= Bellamy's (UK Parliament catering facility) =

Bellamy's (or Bellamys) was the first official catering facility for the UK House of Commons, founded by John Bellamy in 1773.

== History ==
John Bellamy was the Deputy Housekeeper of the House of Commons and was asked by MPs to provide refreshments in-house in 1773. Before this date, MPs had to go out of the Palace of Westminster to nearby taverns and coffee-houses, or have food brought in specially.

In 1792 Bellamy's is first named in records, as a place where 'the members, who cannot say more than yes or no below, can speechify for hours to Mother Bellamy about beef steaks and pork chops.' Mother Bellamy was John's wife, Elizabeth Bellamy.

In 1811 John Bellamy retired and his son, also John Bellamy, took over as Deputy Housekeeper. He ran the refreshment rooms jointly with his wife, Susan Maria, until her death in 1832. Bellamy's appears in a parliamentary guide in the 1820s, with the menu including rump steaks, mutton chops, veal pasties, roast and boiled beef, pickles and Stilton cheese, plus wine, porter, coffee and beer.

John Bellamy junior, his family and servants were resident in the Palace of Westminster at the Burning of Parliament in 1834. They escaped from the fire but lost all their possessions. Bellamy's quickly set up in temporary buildings and continued to provide catering services.

In 1842 John Bellamy junior retired and his post was split in two. The role of Deputy Housekeeper was given to Wilbraham Taylor, son-in-law of Sir William Gosset, the Serjeant at Arms. The refreshment rooms were taken over by John's son Edmund Bellamy, until his death in 1849. George Woodhouse, previously steward to the Duke of Beaufort, was then given the catering contract, with the aim of introducing fine dining facilities, as already existed in the House of Lords.

Bellamy's was closed in 1851, its staff lost their jobs, and its fixtures and fittings were auctioned off.

== Cultural references ==
Bellamy's is most famous for William Pitt the Younger's alleged last words on his deathbed in 1806, “I think I could eat one of Bellamy’s veal pies.” However this story is unlikely to be true. It was not published until 1891, in Lord Rosebery's biography of Pitt. Rosebery had been told the story by Benjamin Disraeli, who had been told it by a waiter, perhaps keen to encourage customers. The anecdote nevertheless demonstrates how well-known Bellamy's was to MPs for decades, even after its closure.

Bellamy's was immortalised by Charles Dickens in 1835. Dickens reported on parliamentary proceedings for his uncle's paper, the Mirror of Parliament. Dickens wrote a parliamentary sketch published in Sketches by Boz describing Bellamy's kitchen as a place where politicians met doorkeepers and messengers. He featured two prominent staff, 'Old Nicholas' (Nicholas Keynes, the butler and manager) and 'Jane' (the pseudonym of Elizabeth Burton, née Favill, head cook).

== Legacy ==
The name Bellamy's was adopted by the New Zealand Parliament for its catering facility in 1854.

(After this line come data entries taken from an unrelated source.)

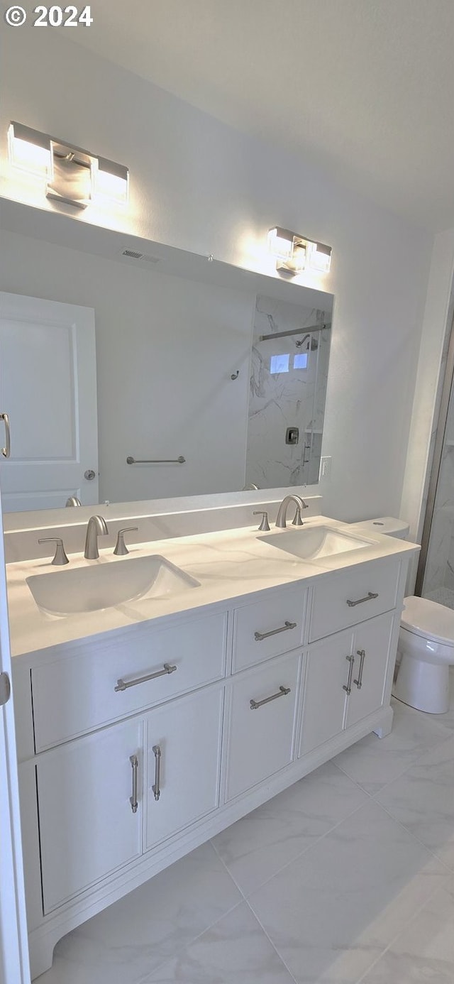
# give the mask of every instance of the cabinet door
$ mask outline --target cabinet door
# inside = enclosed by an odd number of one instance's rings
[[[312,646],[308,656],[300,756],[339,734],[344,727],[353,632],[339,632]]]
[[[394,618],[394,614],[379,615],[356,629],[352,648],[355,665],[346,727],[378,710],[383,704]]]
[[[146,718],[146,849],[219,803],[224,691],[172,701]]]
[[[300,653],[242,673],[229,694],[226,799],[290,765],[294,757]]]
[[[142,746],[129,721],[39,756],[44,914],[141,855]]]

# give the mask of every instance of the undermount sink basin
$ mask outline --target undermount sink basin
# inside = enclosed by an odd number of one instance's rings
[[[195,578],[158,554],[32,575],[27,584],[38,607],[50,615],[99,611],[199,586]]]
[[[332,526],[286,529],[281,533],[259,536],[258,539],[278,547],[279,550],[285,550],[286,553],[294,554],[295,557],[301,557],[302,560],[319,560],[322,557],[345,553],[347,550],[362,550],[364,547],[369,547],[372,542],[333,529]]]

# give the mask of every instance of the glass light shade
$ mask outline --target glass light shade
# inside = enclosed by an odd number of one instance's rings
[[[11,123],[8,129],[8,149],[10,162],[14,167],[37,177],[46,177],[50,173],[50,141],[45,134],[20,123]]]
[[[301,274],[306,267],[306,261],[308,256],[307,245],[305,242],[296,242],[292,259],[290,261],[290,266],[295,274]]]
[[[94,178],[94,195],[98,199],[126,205],[129,194],[129,170],[121,164],[99,157]]]
[[[268,249],[279,260],[290,260],[293,254],[295,236],[290,229],[276,225],[268,230]]]
[[[329,274],[331,267],[331,247],[323,243],[311,243],[309,247],[309,264],[312,270],[320,274]]]

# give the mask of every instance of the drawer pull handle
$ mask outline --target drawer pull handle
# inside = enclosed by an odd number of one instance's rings
[[[154,755],[154,783],[151,786],[153,790],[154,799],[157,801],[161,795],[161,790],[159,788],[161,781],[161,750],[159,745],[153,745],[153,755]]]
[[[362,605],[364,601],[371,601],[372,598],[377,598],[377,597],[378,594],[376,594],[374,591],[368,591],[366,597],[358,598],[358,601],[347,600],[347,604],[349,605],[350,608],[355,608],[355,605]]]
[[[129,687],[136,687],[138,683],[145,683],[146,680],[155,680],[158,676],[165,676],[166,673],[175,673],[177,667],[171,666],[170,663],[164,663],[164,668],[162,670],[157,670],[156,673],[148,673],[145,677],[138,677],[136,680],[117,680],[117,686],[114,687],[115,693],[118,694],[120,690],[128,690]]]
[[[352,677],[353,677],[353,667],[355,664],[355,656],[346,656],[345,658],[350,663],[349,678],[347,680],[347,683],[344,683],[342,690],[345,690],[345,693],[348,694],[348,696],[350,697],[350,694],[352,693]]]
[[[290,687],[279,687],[278,694],[265,697],[263,701],[250,701],[251,710],[256,710],[257,707],[262,707],[264,704],[269,704],[270,701],[277,701],[278,697],[286,697],[287,694],[290,694]]]
[[[360,656],[360,672],[358,674],[358,680],[354,680],[353,682],[356,683],[358,690],[361,690],[363,686],[363,669],[365,665],[366,649],[357,649],[357,655]]]
[[[269,639],[270,636],[278,636],[280,632],[288,632],[289,629],[296,629],[296,622],[284,622],[284,625],[280,629],[272,629],[271,632],[255,632],[254,638],[255,643],[261,643],[262,639]]]
[[[130,762],[133,769],[133,795],[130,796],[131,809],[133,813],[138,812],[138,772],[139,772],[139,759],[137,755],[130,756]]]

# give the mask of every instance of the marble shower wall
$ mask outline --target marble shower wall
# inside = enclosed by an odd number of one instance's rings
[[[259,488],[318,481],[331,311],[257,295],[254,322],[246,483]],[[298,335],[261,339],[281,332]],[[288,427],[298,444],[286,444]]]
[[[444,589],[454,601],[454,400],[451,393],[443,453],[436,487],[430,539],[426,562],[423,596],[435,601]],[[440,593],[441,592],[441,593]]]

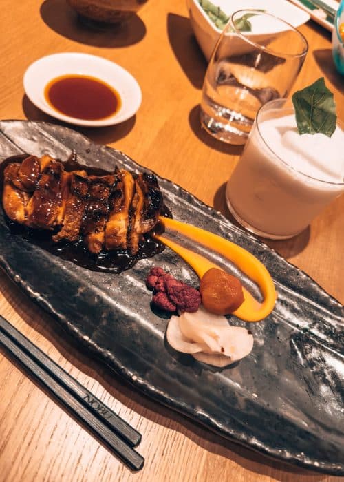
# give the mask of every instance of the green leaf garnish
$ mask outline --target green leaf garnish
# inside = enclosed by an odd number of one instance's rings
[[[198,0],[198,1],[211,21],[215,24],[217,28],[223,30],[229,20],[229,17],[219,7],[212,3],[210,0]],[[265,10],[260,9],[259,11],[265,12]],[[239,19],[237,19],[234,22],[235,28],[241,32],[251,32],[252,25],[248,19],[256,14],[255,13],[246,13]]]
[[[321,77],[292,97],[299,134],[321,132],[331,137],[336,130],[336,104],[333,94]]]

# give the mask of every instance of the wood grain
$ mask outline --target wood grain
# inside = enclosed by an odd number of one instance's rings
[[[184,0],[149,0],[119,31],[83,26],[65,0],[13,2],[1,8],[0,118],[56,122],[25,97],[22,78],[41,56],[83,52],[118,63],[138,81],[136,116],[103,129],[78,128],[96,142],[126,152],[229,216],[224,186],[241,151],[200,127],[198,105],[206,64],[193,36]],[[335,72],[330,34],[314,23],[300,29],[310,50],[295,84],[323,76],[344,118],[343,78]],[[344,302],[344,196],[293,240],[269,242]],[[47,273],[48,275],[48,273]],[[223,440],[158,405],[80,353],[56,322],[0,274],[0,313],[144,434],[145,467],[131,473],[0,353],[0,481],[283,481],[339,478],[270,461]]]

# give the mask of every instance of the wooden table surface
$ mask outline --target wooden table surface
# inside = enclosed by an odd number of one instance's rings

In the UK Parliament, George Woodhouse lost the catering contract and was replaced by Mr Steers in 1853. In 1863 the House of Commons assumed direct control over catering facilities and employed its own manager and staff, and has done ever since.

In 1991 the House of Commons named a cafeteria in 1 Parliament Street 'Bellamy's'. It is described by an MPs' staff website today as light and airy, and known for its excellent curries. A nearby bar was also called Bellamy's Bar, however this and an adjacent room, the Astor Suite, were closed in 2010 so the space could be used for the new House of Commons Nursery.

In 2023 the House of Commons celebrated '250 years of catering', dating back to the founding of Bellamy's in 1773.